我想编写使用 PigServer 连接到 Cassandra 的 java 程序,而不是使用 grunt。它无法找到我为 Pig 设置的环境变量。任何形式的帮助表示赞赏。或者如果有比 Pig 和 Java map reduce 更好的选择。
这是环境变量
export PATH=/Users/rachana/software/pig-0.11.1/bin:$PATH
export PIG_HOME=/Users/rachana/software/pig-0.11.1
export PIG_CONF_DIR=/Users/rachana/software/hadoop-1.1.2/conf
export PIG_INITIAL_ADDRESS=localhost
export PIG_RPC_PORT=9160
export PIG_PARTITIONER=org.apache.cassandra.dht.Murmur3Partitioner
export PIG_OPTS=-Dudf.import.list=org.apache.cassandra.hadoop.pig:$PIG_OPTS
代码是
package com.chegg.hwh.tracking.dao;
import java.util.Properties;
import org.apache.cassandra.hadoop.pig.CassandraStorage;
import org.apache.pig.ExecType;
import org.apache.pig.PigServer;
import org.apache.pig.impl.PigContext;
public class HWHDataPigMapReduce {
public static void main(String args[]) throws Exception {
Properties properties = new Properties();
properties.put("PIG_HOME", "/Users/rachana/software/pig-0.11.1");
properties.put("PIG_CONF_DIR", "/Users/rachana/software/hadoop-1.1.2/conf");
properties.put("PIG_INITIAL_ADDRESS", "localhost");
properties.put("PIG_RPC_PORT", "9160");
properties.put("PIG_PARTITIONER","org.apache.cassandra.dht.Murmur3Partitioner");
PigContext pigContext = new PigContext(ExecType.LOCAL,properties);
CassandraStorage cassandraStorage = new CassandraStorage();
PigServer pigServer = new PigServer(pigContext);
pigServer.registerQuery("LOAD 'cassandra://hwh_tracking/users' USING org.apache.cassandra.hadoop.pig.CassandraStorage();");
pigServer.registerQuery("emailgroup = group rows by email;");
pigServer.dumpSchema("emailgroup");
}
}
错误是
13/07/05 16:56:19 INFO executionengine.HExecutionEngine: Connecting to hadoop file system at: file:///
2013-07-05 16:56:19.117 java[3413:1c03] Unable to load realm mapping info from SCDynamicStore
SLF4J: Class path contains multiple SLF4J bindings.

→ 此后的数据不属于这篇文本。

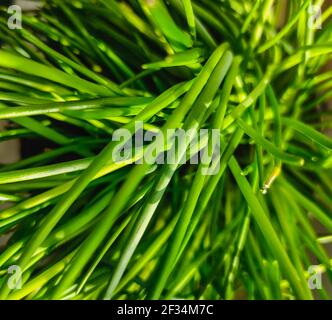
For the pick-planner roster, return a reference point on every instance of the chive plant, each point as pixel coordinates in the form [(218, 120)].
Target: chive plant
[(81, 225)]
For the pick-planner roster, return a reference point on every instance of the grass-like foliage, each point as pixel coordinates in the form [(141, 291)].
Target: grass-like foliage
[(82, 226)]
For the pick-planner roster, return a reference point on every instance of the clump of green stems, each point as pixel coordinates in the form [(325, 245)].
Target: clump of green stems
[(83, 227)]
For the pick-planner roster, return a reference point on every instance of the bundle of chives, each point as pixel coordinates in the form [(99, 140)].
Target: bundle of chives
[(81, 224)]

SLF4J: Found binding in [jar:file:/Users/rachana/astyanax_lib/slf4j-log4j12-1.6.4.jar!/org/slf4j/impl/StaticLoggerBinder.class]
SLF4J: Found binding in [jar:file:/Users/rachana/astyanax_lib/pig-0.11.1.jar!/org/slf4j/impl/StaticLoggerBinder.class]
SLF4J: See http://www.slf4j.org/codes.html#multiple_bindings for an explanation.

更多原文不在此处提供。